Taka formuła ostrego, rozimprowizowanego rocka – w dodatku zagranego z humorem i młodzieńczym kopem – to w skali Polski zupełny unikat
Życie Warszawy

“Witaj pokarmie” to trzydzieści pięć minut jazzrockowego szaleństwa, kowbojskiej muzyki progresywnej, unurzanego w jazzie hardrockowego jazgotu i psychodelicznego odjazdu we wczesnym stylu floyd. Świetnie zgrany i rozumiejący się zespół skacze od konwencji do konwencji, tworząc własną konwencję rządzącą się tylko jedną zasadą – no rules.
Megatotal.pl

Tercet podaje nam szaleńczą jazdę w postaci opartych na rocku wszelakim kompozycji.
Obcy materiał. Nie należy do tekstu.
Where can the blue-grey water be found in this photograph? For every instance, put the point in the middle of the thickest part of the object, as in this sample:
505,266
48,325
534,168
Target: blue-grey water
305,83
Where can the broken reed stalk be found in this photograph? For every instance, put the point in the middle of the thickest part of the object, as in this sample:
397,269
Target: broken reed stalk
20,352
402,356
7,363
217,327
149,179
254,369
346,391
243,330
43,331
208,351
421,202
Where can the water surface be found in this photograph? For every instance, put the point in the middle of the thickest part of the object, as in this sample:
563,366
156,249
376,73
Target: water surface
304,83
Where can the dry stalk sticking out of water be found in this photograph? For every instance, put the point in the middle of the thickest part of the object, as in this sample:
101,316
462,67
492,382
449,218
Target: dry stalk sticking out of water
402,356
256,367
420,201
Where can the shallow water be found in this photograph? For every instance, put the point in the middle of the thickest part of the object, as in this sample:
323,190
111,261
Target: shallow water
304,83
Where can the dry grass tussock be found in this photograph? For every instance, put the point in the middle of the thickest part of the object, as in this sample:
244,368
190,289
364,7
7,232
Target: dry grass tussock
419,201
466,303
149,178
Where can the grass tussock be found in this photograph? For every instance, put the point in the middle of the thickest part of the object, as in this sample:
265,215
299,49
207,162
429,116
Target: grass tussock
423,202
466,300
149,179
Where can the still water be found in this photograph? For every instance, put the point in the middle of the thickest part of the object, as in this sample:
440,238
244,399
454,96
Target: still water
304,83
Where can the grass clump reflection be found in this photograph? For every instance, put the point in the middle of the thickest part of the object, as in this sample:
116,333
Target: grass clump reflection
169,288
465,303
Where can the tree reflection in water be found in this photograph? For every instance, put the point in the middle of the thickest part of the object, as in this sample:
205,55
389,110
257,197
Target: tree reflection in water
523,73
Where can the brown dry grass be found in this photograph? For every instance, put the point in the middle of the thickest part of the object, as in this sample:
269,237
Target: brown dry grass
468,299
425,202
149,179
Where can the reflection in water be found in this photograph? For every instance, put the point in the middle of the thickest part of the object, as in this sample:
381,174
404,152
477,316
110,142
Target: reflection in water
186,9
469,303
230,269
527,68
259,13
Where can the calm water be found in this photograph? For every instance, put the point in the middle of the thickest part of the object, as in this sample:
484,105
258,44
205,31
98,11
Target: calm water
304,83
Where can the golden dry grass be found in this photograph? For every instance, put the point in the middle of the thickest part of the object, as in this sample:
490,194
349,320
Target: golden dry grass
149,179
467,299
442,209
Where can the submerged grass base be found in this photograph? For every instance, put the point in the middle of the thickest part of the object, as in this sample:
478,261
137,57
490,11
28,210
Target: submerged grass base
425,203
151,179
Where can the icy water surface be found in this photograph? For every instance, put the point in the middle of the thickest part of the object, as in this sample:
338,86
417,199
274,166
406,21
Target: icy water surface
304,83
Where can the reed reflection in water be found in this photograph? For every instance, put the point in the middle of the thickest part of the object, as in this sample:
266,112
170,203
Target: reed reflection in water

Etykieta nie ma znaczenia, liczy się przede wszystkim efekt, a Uda robią to wyśmienicie. Wszystko w specyficznej otoczce nietuzinkowego humoru. Przykładem może być otwierająca “Kobieta – karburator”, która zmienia swoją stylistykę kilka razy, by w momencie kulminacyjnym całkowicie rozbroić słuchacza za pomocą zainicjowanego hasła tymczasem na Dzikim Zachodzie, które przenosi nas w świat przypominający spaghetti western z soundtrackiem na kwasie.
Uwolnij Muzykę

Uda można czystym sumieniem porównać do Pink Freud czy Something Like Elvis. Nie chcę ich wrzucać do konkretnej szuflady, bo nawet się nie da. Przyznaję się – trio krakusów mnie zaczarowało, a ja oszukałem sam siebie.
Independent.pl

Świetna płyta i świetni muzycy. Jesteśmy świadkami jak z artystycznego podziemia Krakowa wychynęła grupa, która niebawem może zapełnić po brzegi najbardziej znane kluby muzyczne w Polsce i za granicą.
Progrock.org.pl

Wystarczy sięgnąć po “Hurtownię przebiśniegów”, by przekonać się, że i w Polsce można grać na światowym poziomie. Jazzowe brzmienie, rockowa i funkowa motoryka i nieograniczona swoboda to składniki charakteryzujące muzykę Ud. Zespół należy obserwować, bo bardzo szybko może awansować do ekstraklasy, a jego albumy staną się wytyczną dla innych.
Esensja

Na rodzimym gruncie coś podobnego mieliśmy jedynie momentami na płytach Kur (tych yassowych, nie „polovirusowskich”), nieodżałowanego Something Like Elvis i dynamicznym wcieleniu Pink Freud.
Strona B

Drugi album Ud jest płytą kosmiczną i surrealistyczną, ale przede wszystkim niesamowicie odważną. Łukasz Krzywicki, Kuba Sieńczyk i Michał Zawadzki stworzyli nieprzeciętny album, daleko odbiegający od standardów muzyki popularnej, rockowej czy jakiejkolwiek innej.
Netfan

Za sprawą kolejnych wydawnictw mają szansę stać się rozpoznawalną marką w świecie alternatywnego jazzu.